During the 1990s it seemed like there were hundreds and hundreds of brides and grooms in our area who wanted to have string quartets play at their weddings, and my quartet had pretty much as much work as we could handle during the summer months. Before the internet, there was the telephone, and when it rang it was almost never a sales call from some entity somewhere I have never heard of. Often it was a call about a wedding to play, or a party.
The internet and e-mail have certainly made it easier for people who are getting married to contact our quartet, but it has also jettisoned the practice of pairing up brides and string quartets into the territory of bidding and bargaining, which is not a healthy "place" for musicians to spend time.
I blame organizations like Gig Master. Gig Master seems to make its money from charging a fee for musicians to join and be part of their mega listing. They flood the search engines with links to pages for their musicians, and make it easy for "clients" to find possible "vendors." The "vendors" can "bid" for jobs, and the "client" will usually pick the "vendor" with the lowest price. This practice pits musician against musician, which does no good for building and maintaining a respectful society of working musicians.
Our quartet tried Gig Master, but we let our membership lapse after a year because we did not get a SINGLE wedding from being part of their network. We got inquiries, but, since there are four people in a quartet, and since we are all professionals and provide a consistently high-quality "product," we probably have a higher fee than those clients were willing to pay.
In the "market" for everything besides live music, the higher price "good" is usually considered the better "good." People imagine that a $150.00 pair of shoes will be better than a $20.00 pair of shoes. We are often encouraged to buy good things that won't wear out. High-quality cookware should last a lifetime. So should high-quality furniture. A high-quality musical performance lasts for as long as it takes for a musician or a group of musicians to play it.
It's hard to quantify music. If you go to a concert where the tickets cost $50.00, will that concert be as "good" as a concert where the tickets cost $20.00? Consumers want to know if what they are spending their money on is worth the price, and sometimes, when they lack the skills to tell the good from the great, they will convince themselves to enjoy less-than-enjoyable performances because of the price they paid for their tickets. Most of the concerts I play are not so expensive, so, when the concert is good, the people in the audience feel that they got a bargain: a lot of good music for relatively little money. Unfortunately the practice of newspapers paying critics to write honest and timely reviews of concerts is fading before our very eyes, so there is little in the way of post-concert "discussion" beyond talking with the people you happen to know in the audience.
More and more things in current culture seem to be quantified mainly by money. People pick expensive private colleges over state schools because they think the education they get at the more expensive college will be superior (forgetting, of course, that the real price for getting an education has to do with how much time and effort students put into their coursework). Some people make restaurant decisions based on price, and somehow believe that a $500.00 dinner for two would be "better" than one that costs half the price.

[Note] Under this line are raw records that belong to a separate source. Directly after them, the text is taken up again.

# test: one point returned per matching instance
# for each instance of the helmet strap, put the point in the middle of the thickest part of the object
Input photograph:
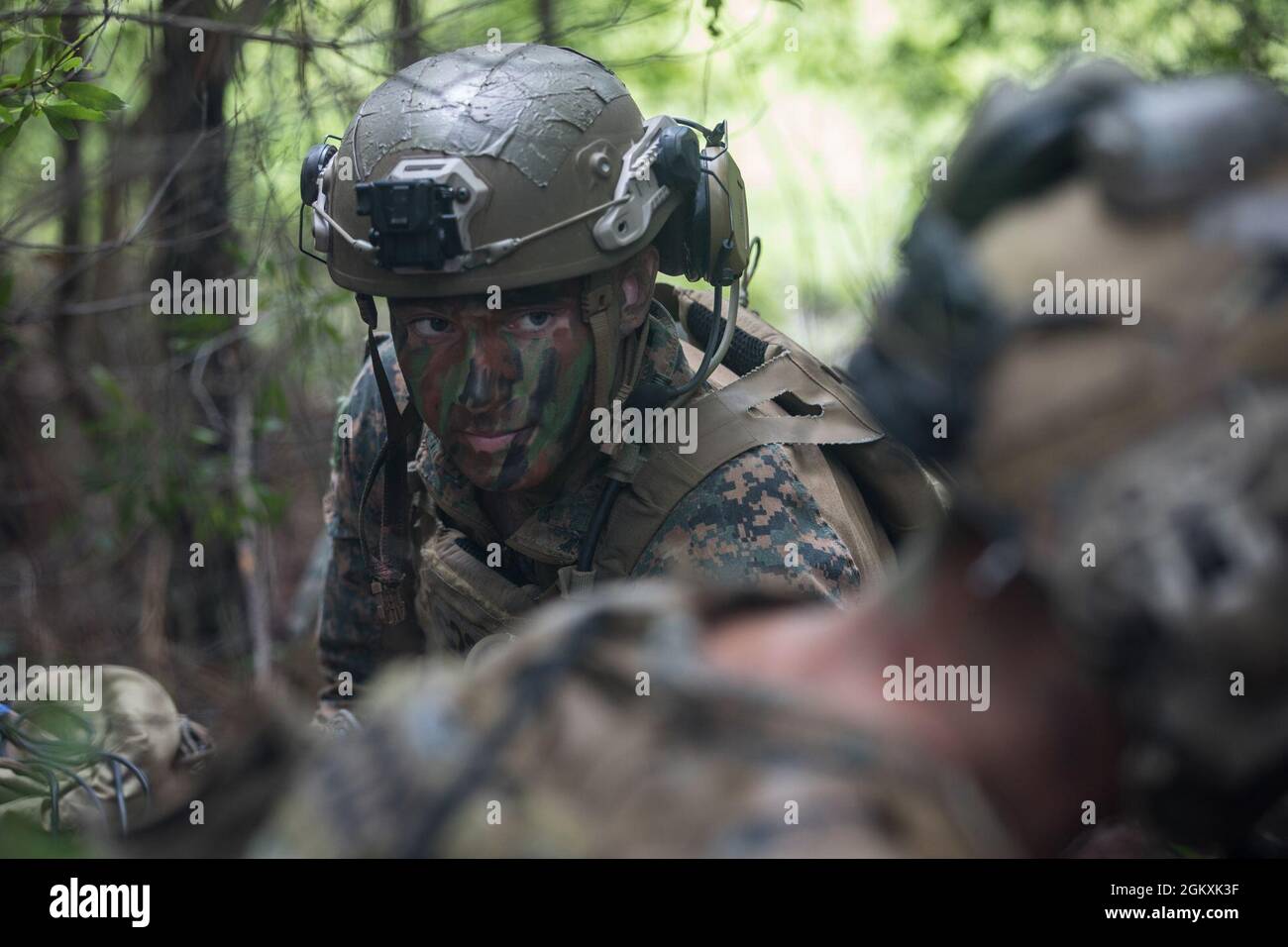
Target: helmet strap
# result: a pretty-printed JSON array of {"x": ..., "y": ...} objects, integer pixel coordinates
[{"x": 389, "y": 566}]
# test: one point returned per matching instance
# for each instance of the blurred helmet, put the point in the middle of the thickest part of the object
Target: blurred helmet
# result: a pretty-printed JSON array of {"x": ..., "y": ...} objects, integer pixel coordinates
[{"x": 1096, "y": 309}]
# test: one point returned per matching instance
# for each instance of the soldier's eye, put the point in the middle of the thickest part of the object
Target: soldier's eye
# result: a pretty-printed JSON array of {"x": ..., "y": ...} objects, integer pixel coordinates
[
  {"x": 533, "y": 320},
  {"x": 432, "y": 328}
]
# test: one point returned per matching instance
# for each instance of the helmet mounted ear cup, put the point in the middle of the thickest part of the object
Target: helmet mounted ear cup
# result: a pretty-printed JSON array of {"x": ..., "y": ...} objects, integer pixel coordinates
[{"x": 317, "y": 158}]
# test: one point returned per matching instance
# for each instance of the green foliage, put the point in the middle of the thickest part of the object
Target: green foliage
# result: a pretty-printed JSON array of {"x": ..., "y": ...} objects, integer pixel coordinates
[{"x": 43, "y": 86}]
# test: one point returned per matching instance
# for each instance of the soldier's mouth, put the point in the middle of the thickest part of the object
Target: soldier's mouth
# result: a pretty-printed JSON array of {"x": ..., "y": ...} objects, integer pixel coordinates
[{"x": 490, "y": 441}]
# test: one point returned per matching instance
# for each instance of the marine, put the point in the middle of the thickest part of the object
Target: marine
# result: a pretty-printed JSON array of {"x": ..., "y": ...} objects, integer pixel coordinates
[
  {"x": 493, "y": 198},
  {"x": 763, "y": 729}
]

People who can afford it make the same kinds of decisions about wine (Michael and I like the "house" brand of wine at a grocery store we frequent because of the variety. The wine varies from bottle to bottle, and it is always well worth the rock bottom price.)
I believe that music is not a thing you buy. Music (and that would be Music with a capital M) is played by people, and it happens in real time. Music is something that is different every time it is played. Music is written by people for people to play for their own enjoyment or for other people, and the price of admission that you pay at a concert should cover your part of the fee that the people playing are being paid and part of what it takes to manage a hall and all the workings behind putting on a concert. You are paying for the privilege of taking part in the Music that is happening.
The slope becomes slipperier and slipperier when people talk about buying music the same way they talk about buying a "thing." (I'm not talking about sheet music now, because I would classify that as more of a tool than a thing, though it is, actually, a thing.) When you buy a CD you are paying for the printing, design, engineering, and all the business-oriented stuff that is connected with making anything for publication. The sound stuff that is printed on the CD to make it something you can listen to should remain viable for a certain amount of time, but it is not something that can store recorded music permanently.
"Buying music" in current terms often means downloading an electronic "picture" of a performance or a rendering of several recorded musical fragments onto a device.
Let's hope that the musical "marketplace" will cycle back again, and Music will be thought of as something to experience rather than something to own. And maybe our quartet will get a few more weddings to play.